Schedule queries to prioritize them.
Pinot supports various different query scheduling mechanisms to allow for more control around which queries have priority when executing on the server instances.
Currently, there are the following options that can be configured using the pinot.query.scheduler.name
configuration:
First Come First Serve (fcfs
) (Default)
Bounded First Come First Serve (bounded_fcfs
)
Token Bucket (tokenbucket
)
This is the default scheduling mechanism, which simply allows all queries to execute in a first come, first serve mechanism.
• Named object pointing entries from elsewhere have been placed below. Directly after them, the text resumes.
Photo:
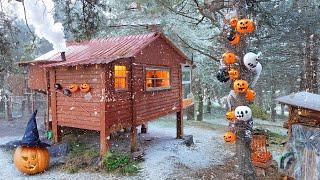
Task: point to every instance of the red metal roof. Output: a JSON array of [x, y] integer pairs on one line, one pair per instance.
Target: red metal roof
[[98, 51]]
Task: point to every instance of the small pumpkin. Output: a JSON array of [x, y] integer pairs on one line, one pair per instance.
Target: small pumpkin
[[250, 95], [233, 74], [229, 58], [31, 160], [229, 137], [234, 38], [245, 26], [240, 86], [233, 21], [230, 115], [85, 87], [261, 157], [73, 88]]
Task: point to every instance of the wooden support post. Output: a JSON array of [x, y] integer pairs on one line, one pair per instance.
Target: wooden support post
[[144, 128], [55, 128], [104, 130], [133, 137], [179, 125]]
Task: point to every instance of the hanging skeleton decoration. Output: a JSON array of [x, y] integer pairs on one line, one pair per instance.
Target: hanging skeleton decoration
[[250, 60]]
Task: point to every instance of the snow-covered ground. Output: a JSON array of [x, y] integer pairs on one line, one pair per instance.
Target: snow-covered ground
[[165, 156]]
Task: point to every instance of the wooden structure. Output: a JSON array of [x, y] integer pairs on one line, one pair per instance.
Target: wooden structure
[[304, 108], [133, 80]]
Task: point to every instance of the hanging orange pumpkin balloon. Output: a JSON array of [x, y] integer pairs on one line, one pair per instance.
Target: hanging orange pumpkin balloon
[[233, 74], [229, 137], [231, 116], [245, 26], [233, 21], [85, 87], [31, 160], [73, 88], [250, 95], [229, 58], [240, 86]]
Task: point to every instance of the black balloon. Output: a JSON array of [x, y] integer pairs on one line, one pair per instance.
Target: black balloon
[[223, 75]]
For most deployments, this is likely sufficient, but high QPS deployments that have skewed query workloads may struggle under this scheduling mechanism.
Bounded query schedulers operate under a context of a single table, and additionally respect the following configurations:
pinot.query.scheduler.threads_per_query_pct
(default 20%) will allow individual threads to take up to this percentage of the threads allocated to a table resource group
pinot.query.scheduler.table_threads_soft_limit_pct
(default 30%) indicates that once this percentage of the available threads are taken up by this resource group, the scheduler should prefer other resource groups but still allow queries in this group
pinot.query.scheduler.table_threads_hard_limit_pct
(default 45%) indicates that once this percentage of the available threads are taken up, the scheduler should not schedule any more queries for this resource group
Similarly to the "first come first serve" scheduling mechanism, this option will bound the resource utilization by ensuring that only a certain number of queries are running concurrently (set using the pinot.query.scheduler.query_runner_threads
configuration).
This query scheduling mechanism will periodically grant tokens to each scheduler group, and will select the group to run with the highest number of tokens assigned to it. This can be configured using the following configurations:
pinot.query.scheduler.tokens_per_ms
will indicate how many tokens to generate per second for each group. The default value for this is the number of threads avaialble to run queries (which will essentially attempt to schedule more queries than is possible to run)
pinot.query.scheduler.token_lifetime_ms
indicates the lifetime of every allocated token
This scheduler applies a linear decay for groups that have recently been scheduled to avoid starvation and allow groups with light workloads to be scheduled.